Sub-category A1 (C0 and C1 drones) is the most permissive: you may fly close to isolated people — never intentionally overflying anyone with a C1 — making it the natural framework for sub-250 g drones in inhabited areas. Sub-category A2 (C2 drones) allows flight 30 metres from uninvolved people, reduced to 5 metres in low-speed mode: the favourite working framework of imaging professionals in peri-urban areas. Sub-category A3 (C2, C3, C4) requires flying far from anyone and more than 150 metres from residential, commercial or industrial areas: the wide-open-spaces regime.

Training-wise, every pilot of a drone of 250 g or more (or fitted with a sensor) must pass the free online A1/A3 training on AlphaTango; flying in A2 adds a supplementary theory exam. Professionals targeting the specific category sit the CATS: 40 multiple-choice questions in 60 minutes (30 questions for A2 exam holders), 75% pass mark, €30 at the DGAC's OCEANE exam centres, certificate valid five years. Course details are in our guide to A1/A3 training and the A2 certificate.

What changed on 1 January 2026

Three major switches took effect. One: the national scenarios S1, S2 and S3 are dead — the corresponding declarations lapsed on 31 December 2025. Professional operators now work under the European standard scenarios STS-01 (visual flight in populated areas, C5 drone) and STS-02 (beyond-sight flight, C6 drone) via a simple AlphaTango declaration, or under SORA authorisation for bespoke operations. Two: the order of 23 December 2025 has, since 1 January, allowed professional activities to fly in the open category over public space in built-up areas — a small revolution — with no overflight of people and daytime only; the same text extends the préfecture declaration notice from five to ten working days (cerfa form 15476*04). Three: on the exam side, the CATT is no longer issued in mainland France, with no automatic conversion — the reference professional exam is the CATS described above.

One last naming change: the drone "ED number" has been replaced by the FRA number, valid five years. If you still read "S3", "CATT 60 questions" or "5 days' notice" on a website, you are reading an outdated page — sadly the case for much of the French-speaking web in 2026.

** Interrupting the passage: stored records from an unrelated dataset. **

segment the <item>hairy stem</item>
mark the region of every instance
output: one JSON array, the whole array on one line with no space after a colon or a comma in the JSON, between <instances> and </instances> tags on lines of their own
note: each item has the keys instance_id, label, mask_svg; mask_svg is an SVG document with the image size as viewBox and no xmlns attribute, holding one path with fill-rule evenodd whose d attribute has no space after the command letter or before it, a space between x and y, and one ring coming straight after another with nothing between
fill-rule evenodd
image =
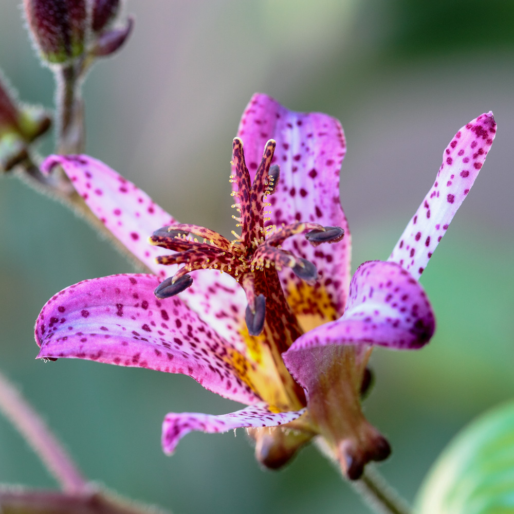
<instances>
[{"instance_id":1,"label":"hairy stem","mask_svg":"<svg viewBox=\"0 0 514 514\"><path fill-rule=\"evenodd\" d=\"M407 502L376 469L368 465L359 480L352 483L364 501L382 514L410 514Z\"/></svg>"},{"instance_id":2,"label":"hairy stem","mask_svg":"<svg viewBox=\"0 0 514 514\"><path fill-rule=\"evenodd\" d=\"M80 65L58 68L56 104L57 115L57 153L80 154L84 151L85 130L83 105L80 96L82 80Z\"/></svg>"},{"instance_id":3,"label":"hairy stem","mask_svg":"<svg viewBox=\"0 0 514 514\"><path fill-rule=\"evenodd\" d=\"M30 446L63 491L86 490L87 482L68 452L20 392L2 374L0 411Z\"/></svg>"}]
</instances>

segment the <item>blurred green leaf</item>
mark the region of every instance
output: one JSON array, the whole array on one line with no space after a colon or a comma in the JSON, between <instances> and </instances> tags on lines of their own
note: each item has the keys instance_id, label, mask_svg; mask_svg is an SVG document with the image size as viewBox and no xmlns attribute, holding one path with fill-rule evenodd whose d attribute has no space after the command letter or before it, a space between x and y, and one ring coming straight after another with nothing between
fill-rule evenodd
<instances>
[{"instance_id":1,"label":"blurred green leaf","mask_svg":"<svg viewBox=\"0 0 514 514\"><path fill-rule=\"evenodd\" d=\"M457 435L426 479L416 507L418 514L514 512L514 402Z\"/></svg>"}]
</instances>

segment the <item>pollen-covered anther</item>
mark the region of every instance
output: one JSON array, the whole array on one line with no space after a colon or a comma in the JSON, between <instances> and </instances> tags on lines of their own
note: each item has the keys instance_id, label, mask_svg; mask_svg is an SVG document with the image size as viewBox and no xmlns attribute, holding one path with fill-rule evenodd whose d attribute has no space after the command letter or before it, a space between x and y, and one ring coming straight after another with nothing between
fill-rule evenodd
<instances>
[{"instance_id":1,"label":"pollen-covered anther","mask_svg":"<svg viewBox=\"0 0 514 514\"><path fill-rule=\"evenodd\" d=\"M178 295L179 292L182 292L192 284L193 278L191 275L183 275L174 281L173 277L170 277L163 280L155 288L154 294L159 300L164 300L164 298L169 298L170 297Z\"/></svg>"},{"instance_id":2,"label":"pollen-covered anther","mask_svg":"<svg viewBox=\"0 0 514 514\"><path fill-rule=\"evenodd\" d=\"M183 230L168 230L168 227L161 227L157 230L155 230L152 234L153 237L180 237L186 236L188 235L188 232L184 232ZM151 241L150 242L152 242Z\"/></svg>"},{"instance_id":3,"label":"pollen-covered anther","mask_svg":"<svg viewBox=\"0 0 514 514\"><path fill-rule=\"evenodd\" d=\"M266 188L267 194L273 194L277 190L277 185L279 183L279 178L280 176L280 167L278 164L274 164L272 166L269 167L268 172L268 182ZM271 204L268 204L268 205Z\"/></svg>"},{"instance_id":4,"label":"pollen-covered anther","mask_svg":"<svg viewBox=\"0 0 514 514\"><path fill-rule=\"evenodd\" d=\"M306 239L313 246L322 243L337 243L344 237L344 231L340 227L324 227L324 230L311 230L305 234Z\"/></svg>"},{"instance_id":5,"label":"pollen-covered anther","mask_svg":"<svg viewBox=\"0 0 514 514\"><path fill-rule=\"evenodd\" d=\"M264 320L266 319L266 298L264 295L259 295L255 297L253 309L250 305L246 306L245 320L248 333L250 336L258 336L264 327Z\"/></svg>"},{"instance_id":6,"label":"pollen-covered anther","mask_svg":"<svg viewBox=\"0 0 514 514\"><path fill-rule=\"evenodd\" d=\"M291 267L291 269L302 280L309 281L318 279L318 270L316 267L307 259L297 257L296 264Z\"/></svg>"}]
</instances>

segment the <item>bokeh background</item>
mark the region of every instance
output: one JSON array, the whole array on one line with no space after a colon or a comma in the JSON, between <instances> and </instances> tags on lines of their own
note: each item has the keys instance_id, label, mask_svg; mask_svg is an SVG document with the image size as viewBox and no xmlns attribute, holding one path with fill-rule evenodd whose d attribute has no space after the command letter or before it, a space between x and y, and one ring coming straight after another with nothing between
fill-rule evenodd
<instances>
[{"instance_id":1,"label":"bokeh background","mask_svg":"<svg viewBox=\"0 0 514 514\"><path fill-rule=\"evenodd\" d=\"M48 107L51 74L17 2L0 3L0 67ZM128 0L135 30L85 85L87 151L181 220L228 234L231 142L255 91L337 117L348 144L341 201L353 268L386 258L463 125L492 109L498 132L421 282L438 328L423 350L377 350L370 420L389 438L380 466L412 499L451 437L514 396L514 4L504 0ZM51 138L41 147L52 148ZM314 447L279 472L259 468L244 432L195 433L162 453L169 411L238 406L189 377L91 362L35 361L46 301L132 265L60 205L0 177L0 367L84 472L175 513L368 512ZM54 487L0 418L0 482Z\"/></svg>"}]
</instances>

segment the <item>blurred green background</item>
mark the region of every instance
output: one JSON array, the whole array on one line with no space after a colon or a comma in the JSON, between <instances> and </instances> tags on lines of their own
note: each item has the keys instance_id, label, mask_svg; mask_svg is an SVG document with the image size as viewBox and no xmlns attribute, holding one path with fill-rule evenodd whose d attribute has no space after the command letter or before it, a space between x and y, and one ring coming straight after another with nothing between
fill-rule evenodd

Cross-cutting obligations: registration, beacon, insurance, penalties

Whatever the category, four obligations frame every pilot in France. Registration: any operator of a drone of 250 g or more, or camera-equipped, must be registered on AlphaTango and display their operator number on each machine — the procedure is detailed in our AlphaTango registration guide. Electronic identification: a French specificity, drones over 800 g must broadcast an identification beacon, which coexists with the European remote ID of class-marked drones. Insurance: aerial third-party liability cover is mandatory for any professional use under Regulation (EC) No 785/2004, with minimum cover of around €900,000 — see our guide to professional drone liability insurance.

Finally, penalties: flying in a prohibited zone, without training or in breach of the rules carries up to one year's imprisonment and a €75,000 fine (article L6232-4 of the transport code), plus equipment confiscation and related criminal-code offences where privacy is invaded. Checks have intensified markedly since 2024, in cities and at tourist sites alike.

Going further: our regulation guides, topic by topic

This overview sets the framework; each concrete situation has its dedicated guide, kept up to date with the 2026 rules:

One final piece of method: drone regulation moves fast — two major reforms in two years. Before any unusual flight, check the day's zone on Géoportail, and before any professional mission, ask your operator to name the exact framework of their flight (open sub-category or STS scenario). Their answer, precise or evasive, will tell you everything about how serious they are.